A Paris, des promenades urbaines pour accompagner l’élaboration du PLU

Formation des élus, promenades urbaines, capsules vidéos, ateliers dédiés avec des scolaires… en appui des services de la Ville, le CAUE 75 déploie plusieurs actions pour accompagner l’élaboration du futur PLU bioclimatique et l’actuelle concertation autour du projet d’aménagement et de développement durable (PADD).

Ce samedi de mars, rendez-vous a été donné boulevard de la Villette, dans le 20e arrondissement de Paris. Une trentaine de personnes sont présentes pour suivre une « promenade urbaine du PLU bioclimatique », organisée par le CAUE de Paris dans le cadre de la seconde phase de concertation sur la révision du plan local d’urbanisme (PLU) de Paris. Objectif, précise la structure : « arpenter et questionner collectivement le Paris d’aujourd’hui et se projeter dans le Paris bioclimatique de demain ». Mais aussi « s’approprier et se former aux grandes orientations du projet d’aménagement et de développement durables », soit le PADD, document socle du futur PLU, à travers des exemples concrets observés in situ dans la ville.
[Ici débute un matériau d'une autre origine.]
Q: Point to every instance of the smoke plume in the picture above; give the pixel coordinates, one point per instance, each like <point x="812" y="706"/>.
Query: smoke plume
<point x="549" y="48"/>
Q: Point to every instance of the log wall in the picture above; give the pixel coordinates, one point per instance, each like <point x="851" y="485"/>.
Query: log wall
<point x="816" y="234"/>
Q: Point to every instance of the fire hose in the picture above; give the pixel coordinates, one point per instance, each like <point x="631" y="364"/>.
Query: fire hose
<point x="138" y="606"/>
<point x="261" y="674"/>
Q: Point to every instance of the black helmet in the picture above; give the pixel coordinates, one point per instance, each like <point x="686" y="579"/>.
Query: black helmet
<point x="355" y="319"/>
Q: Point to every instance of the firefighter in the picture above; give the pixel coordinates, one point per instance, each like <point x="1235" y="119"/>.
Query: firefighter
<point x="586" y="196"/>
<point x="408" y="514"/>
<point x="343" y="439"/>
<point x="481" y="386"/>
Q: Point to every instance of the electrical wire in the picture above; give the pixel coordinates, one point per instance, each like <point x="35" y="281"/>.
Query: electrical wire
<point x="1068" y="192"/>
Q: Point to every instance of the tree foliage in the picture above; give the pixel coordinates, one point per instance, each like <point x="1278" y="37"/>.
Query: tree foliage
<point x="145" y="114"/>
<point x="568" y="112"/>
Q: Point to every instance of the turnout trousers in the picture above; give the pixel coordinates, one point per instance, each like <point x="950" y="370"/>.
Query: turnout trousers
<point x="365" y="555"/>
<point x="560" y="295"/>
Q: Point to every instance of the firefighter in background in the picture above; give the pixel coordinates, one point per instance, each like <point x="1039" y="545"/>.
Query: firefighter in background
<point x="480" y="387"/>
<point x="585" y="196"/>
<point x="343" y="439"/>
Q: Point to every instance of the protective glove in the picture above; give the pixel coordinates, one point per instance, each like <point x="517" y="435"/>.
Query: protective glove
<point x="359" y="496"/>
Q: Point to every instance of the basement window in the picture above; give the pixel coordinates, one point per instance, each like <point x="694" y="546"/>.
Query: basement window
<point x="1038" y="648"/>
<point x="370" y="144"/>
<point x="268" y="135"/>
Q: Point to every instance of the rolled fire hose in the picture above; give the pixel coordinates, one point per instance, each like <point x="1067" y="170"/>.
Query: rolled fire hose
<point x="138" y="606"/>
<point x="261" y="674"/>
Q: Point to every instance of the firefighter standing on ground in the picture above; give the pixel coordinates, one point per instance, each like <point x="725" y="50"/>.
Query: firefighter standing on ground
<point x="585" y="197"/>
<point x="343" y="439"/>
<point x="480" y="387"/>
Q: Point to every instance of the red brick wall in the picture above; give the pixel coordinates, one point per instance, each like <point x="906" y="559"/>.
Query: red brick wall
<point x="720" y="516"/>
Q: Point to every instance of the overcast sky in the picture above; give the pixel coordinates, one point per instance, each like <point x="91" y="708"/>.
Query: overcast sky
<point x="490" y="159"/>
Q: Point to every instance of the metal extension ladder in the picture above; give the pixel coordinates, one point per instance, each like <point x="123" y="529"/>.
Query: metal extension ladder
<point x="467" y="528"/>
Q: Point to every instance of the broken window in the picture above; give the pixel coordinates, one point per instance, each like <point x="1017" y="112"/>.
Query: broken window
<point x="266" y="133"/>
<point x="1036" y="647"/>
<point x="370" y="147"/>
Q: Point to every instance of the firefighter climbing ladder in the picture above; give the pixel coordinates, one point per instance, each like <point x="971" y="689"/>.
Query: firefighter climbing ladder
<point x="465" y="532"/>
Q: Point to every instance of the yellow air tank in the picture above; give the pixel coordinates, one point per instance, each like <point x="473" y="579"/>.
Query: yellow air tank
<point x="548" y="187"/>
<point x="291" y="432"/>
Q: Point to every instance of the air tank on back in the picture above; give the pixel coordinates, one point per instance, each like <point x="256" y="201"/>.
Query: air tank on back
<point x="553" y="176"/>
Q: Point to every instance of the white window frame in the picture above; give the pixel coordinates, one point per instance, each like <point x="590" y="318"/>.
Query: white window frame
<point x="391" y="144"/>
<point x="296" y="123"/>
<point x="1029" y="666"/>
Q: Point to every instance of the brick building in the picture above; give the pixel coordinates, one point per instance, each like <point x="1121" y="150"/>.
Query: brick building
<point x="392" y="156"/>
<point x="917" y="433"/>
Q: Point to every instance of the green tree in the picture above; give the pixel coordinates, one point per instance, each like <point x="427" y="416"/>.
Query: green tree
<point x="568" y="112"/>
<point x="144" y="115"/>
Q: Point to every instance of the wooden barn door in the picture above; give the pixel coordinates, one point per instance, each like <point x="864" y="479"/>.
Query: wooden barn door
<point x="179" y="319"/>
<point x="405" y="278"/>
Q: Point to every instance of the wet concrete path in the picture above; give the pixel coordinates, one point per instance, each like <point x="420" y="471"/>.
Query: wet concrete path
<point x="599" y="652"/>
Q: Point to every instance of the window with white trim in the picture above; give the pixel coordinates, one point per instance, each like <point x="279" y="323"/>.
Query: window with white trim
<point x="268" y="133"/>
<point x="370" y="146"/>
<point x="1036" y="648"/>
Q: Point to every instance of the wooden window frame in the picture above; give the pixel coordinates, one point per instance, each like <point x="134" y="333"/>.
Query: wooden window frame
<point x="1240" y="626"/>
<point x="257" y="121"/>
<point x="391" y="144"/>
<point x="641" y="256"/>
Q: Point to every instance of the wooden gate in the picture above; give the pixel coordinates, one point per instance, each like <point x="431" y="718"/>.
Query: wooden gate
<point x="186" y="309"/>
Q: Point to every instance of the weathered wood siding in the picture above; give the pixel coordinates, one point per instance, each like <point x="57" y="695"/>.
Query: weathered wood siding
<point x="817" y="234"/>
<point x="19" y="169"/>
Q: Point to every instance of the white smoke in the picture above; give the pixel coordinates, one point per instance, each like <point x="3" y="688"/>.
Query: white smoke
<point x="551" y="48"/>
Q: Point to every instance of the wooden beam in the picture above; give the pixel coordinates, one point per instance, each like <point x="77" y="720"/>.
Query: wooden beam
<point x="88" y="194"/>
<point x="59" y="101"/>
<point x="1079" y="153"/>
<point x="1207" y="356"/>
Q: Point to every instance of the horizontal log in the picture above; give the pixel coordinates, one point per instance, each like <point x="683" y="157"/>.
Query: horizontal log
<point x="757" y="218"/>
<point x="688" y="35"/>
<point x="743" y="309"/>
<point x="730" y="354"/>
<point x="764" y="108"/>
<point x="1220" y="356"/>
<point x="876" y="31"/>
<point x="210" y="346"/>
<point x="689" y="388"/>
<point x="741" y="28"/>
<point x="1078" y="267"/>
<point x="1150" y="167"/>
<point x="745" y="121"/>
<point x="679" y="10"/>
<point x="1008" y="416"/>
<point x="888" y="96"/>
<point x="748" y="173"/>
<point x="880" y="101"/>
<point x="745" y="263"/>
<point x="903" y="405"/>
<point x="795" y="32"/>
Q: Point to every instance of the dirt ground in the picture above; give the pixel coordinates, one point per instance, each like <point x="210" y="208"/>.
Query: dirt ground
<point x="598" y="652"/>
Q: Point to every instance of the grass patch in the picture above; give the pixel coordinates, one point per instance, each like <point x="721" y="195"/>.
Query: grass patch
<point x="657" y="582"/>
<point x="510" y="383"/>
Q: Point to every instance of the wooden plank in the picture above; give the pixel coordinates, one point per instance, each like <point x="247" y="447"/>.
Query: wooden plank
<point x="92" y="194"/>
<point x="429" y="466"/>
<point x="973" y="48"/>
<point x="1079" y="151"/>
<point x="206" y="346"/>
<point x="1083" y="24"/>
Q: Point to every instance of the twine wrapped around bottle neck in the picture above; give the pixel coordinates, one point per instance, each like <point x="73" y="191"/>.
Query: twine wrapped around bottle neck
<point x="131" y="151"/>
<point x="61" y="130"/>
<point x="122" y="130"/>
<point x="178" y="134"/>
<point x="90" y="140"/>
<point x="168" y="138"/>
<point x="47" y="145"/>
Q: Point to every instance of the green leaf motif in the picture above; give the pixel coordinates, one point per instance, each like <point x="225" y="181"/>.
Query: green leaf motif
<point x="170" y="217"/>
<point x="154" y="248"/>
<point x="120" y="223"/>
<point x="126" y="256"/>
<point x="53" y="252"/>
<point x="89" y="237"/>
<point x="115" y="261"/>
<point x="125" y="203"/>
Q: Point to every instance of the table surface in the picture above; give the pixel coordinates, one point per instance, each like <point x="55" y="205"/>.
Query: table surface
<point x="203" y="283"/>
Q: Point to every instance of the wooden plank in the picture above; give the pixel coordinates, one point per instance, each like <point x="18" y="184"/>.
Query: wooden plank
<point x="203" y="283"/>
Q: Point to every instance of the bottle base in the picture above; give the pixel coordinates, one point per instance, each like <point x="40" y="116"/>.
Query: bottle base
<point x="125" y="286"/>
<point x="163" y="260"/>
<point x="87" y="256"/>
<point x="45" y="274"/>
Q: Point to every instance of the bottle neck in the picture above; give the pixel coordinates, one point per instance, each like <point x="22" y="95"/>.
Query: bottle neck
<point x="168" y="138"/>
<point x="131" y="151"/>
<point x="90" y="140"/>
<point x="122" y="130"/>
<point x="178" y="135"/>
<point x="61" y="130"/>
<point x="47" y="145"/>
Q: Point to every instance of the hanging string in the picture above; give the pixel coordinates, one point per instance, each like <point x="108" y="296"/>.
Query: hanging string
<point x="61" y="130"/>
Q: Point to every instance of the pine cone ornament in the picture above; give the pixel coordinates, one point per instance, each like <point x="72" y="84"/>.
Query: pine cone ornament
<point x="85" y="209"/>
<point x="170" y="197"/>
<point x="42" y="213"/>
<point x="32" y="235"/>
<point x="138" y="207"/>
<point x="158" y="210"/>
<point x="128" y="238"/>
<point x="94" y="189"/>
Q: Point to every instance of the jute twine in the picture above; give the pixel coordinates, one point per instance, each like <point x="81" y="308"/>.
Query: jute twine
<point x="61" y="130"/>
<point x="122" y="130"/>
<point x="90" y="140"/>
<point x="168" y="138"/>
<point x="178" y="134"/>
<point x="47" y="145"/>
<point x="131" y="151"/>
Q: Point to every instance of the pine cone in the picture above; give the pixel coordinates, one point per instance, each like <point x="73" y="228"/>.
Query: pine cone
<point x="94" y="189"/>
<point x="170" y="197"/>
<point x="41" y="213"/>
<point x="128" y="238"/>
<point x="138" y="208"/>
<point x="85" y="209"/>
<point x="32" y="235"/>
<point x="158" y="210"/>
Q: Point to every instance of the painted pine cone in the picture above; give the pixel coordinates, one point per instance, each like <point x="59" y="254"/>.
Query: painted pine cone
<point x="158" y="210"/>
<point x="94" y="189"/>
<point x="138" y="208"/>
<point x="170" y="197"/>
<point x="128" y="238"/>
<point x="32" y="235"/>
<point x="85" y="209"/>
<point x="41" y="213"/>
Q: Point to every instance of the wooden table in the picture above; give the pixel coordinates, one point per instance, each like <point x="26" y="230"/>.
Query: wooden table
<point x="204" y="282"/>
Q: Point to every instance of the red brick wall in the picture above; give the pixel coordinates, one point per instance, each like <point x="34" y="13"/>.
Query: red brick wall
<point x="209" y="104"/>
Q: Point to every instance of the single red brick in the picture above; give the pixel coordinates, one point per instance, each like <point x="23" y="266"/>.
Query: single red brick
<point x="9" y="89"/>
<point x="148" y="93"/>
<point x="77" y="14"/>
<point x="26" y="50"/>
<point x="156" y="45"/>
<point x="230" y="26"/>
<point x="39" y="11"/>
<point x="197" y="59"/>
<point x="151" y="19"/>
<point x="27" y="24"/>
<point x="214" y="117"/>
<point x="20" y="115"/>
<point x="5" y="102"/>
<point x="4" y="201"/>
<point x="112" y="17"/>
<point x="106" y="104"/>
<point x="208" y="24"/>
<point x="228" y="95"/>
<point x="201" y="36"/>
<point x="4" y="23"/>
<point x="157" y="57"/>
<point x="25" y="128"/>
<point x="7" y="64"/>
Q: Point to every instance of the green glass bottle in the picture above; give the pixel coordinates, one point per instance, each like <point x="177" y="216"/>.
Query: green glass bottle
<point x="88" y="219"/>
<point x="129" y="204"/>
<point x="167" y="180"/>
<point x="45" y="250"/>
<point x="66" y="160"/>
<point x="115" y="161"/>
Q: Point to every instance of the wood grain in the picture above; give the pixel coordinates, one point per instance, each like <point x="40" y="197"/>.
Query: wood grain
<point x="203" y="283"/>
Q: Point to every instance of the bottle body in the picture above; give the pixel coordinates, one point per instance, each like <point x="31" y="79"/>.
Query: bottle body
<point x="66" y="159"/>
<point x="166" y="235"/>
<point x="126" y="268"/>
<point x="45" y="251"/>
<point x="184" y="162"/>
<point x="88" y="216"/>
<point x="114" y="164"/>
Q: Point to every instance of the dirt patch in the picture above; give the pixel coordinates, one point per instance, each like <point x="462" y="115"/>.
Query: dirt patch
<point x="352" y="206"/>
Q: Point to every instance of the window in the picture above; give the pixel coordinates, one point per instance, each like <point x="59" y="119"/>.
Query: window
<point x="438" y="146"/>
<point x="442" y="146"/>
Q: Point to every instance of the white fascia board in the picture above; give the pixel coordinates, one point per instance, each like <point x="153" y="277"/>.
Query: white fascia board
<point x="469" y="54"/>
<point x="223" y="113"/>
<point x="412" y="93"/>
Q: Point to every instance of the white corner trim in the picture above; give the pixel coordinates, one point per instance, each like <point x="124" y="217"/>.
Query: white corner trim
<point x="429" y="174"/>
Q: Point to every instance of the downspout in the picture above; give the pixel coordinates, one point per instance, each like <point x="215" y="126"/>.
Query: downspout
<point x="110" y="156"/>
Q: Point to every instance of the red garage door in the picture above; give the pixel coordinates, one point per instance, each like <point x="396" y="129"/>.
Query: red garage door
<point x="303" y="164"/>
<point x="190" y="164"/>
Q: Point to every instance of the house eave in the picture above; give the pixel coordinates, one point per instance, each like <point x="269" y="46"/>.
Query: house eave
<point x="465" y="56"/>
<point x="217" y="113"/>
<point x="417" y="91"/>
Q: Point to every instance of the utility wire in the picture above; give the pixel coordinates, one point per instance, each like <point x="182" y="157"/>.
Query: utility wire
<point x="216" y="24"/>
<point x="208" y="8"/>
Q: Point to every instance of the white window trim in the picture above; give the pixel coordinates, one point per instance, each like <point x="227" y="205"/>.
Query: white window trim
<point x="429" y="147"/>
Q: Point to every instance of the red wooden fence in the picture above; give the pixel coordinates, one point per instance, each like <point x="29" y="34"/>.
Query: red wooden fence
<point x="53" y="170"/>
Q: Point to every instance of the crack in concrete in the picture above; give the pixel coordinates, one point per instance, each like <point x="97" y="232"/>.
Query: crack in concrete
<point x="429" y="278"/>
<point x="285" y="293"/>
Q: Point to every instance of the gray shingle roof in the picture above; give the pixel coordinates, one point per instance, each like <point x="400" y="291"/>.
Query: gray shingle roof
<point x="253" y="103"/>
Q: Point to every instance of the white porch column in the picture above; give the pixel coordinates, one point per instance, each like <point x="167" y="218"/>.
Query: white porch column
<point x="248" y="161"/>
Ainsi, la balade du jour va, à travers différentes réalisations, permettre d’illustrer plusieurs des grandes orientations de ce document.

L’ancien grand magasin « Aux quatre arrondissements », qui a fait l’objet d’une surélévation en bois au dernier étage, était l’une des étapes de la promenade urbaine. © Jgp

Premier exemple, l’immeuble situé sur le trottoir face au petit attroupement, l’ancien grand magasin « Aux quatre arrondissements », transformé en immeuble de logements et qui a fait l’objet d’une surélévation en bois au niveau du dernier étage. « Privilégier l’existant est un des gros enjeux du PLU bioclimatique », précise à cette occasion Clémence Bourdier, architecte-urbaniste, qui anime cette promenade urbaine.
Etape suivante sur le boulevard de Belleville où un programme de désimperméabilisation des sols, de végétalisation des pieds d’arbres et de « transformation d’une contre-allée dédiée aux voitures en zone de rencontre des mobilités » a été réalisé en concertation avec les habitants dans le cadre du budget participatif. Différents projets d’aménagement de l’espace public (patrimoine ferroviaire de la petite ceinture par exemple) et architecturaux (tiers-lieu Envie-Le Labo, conçu en structure bois pour 70 % et disposant d’une toiture végétalisée réutilisant l’eau de pluie) seront ainsi passés en revue au cours de ces deux heures de balade achevées sur les hauteurs du Parc de Belleville.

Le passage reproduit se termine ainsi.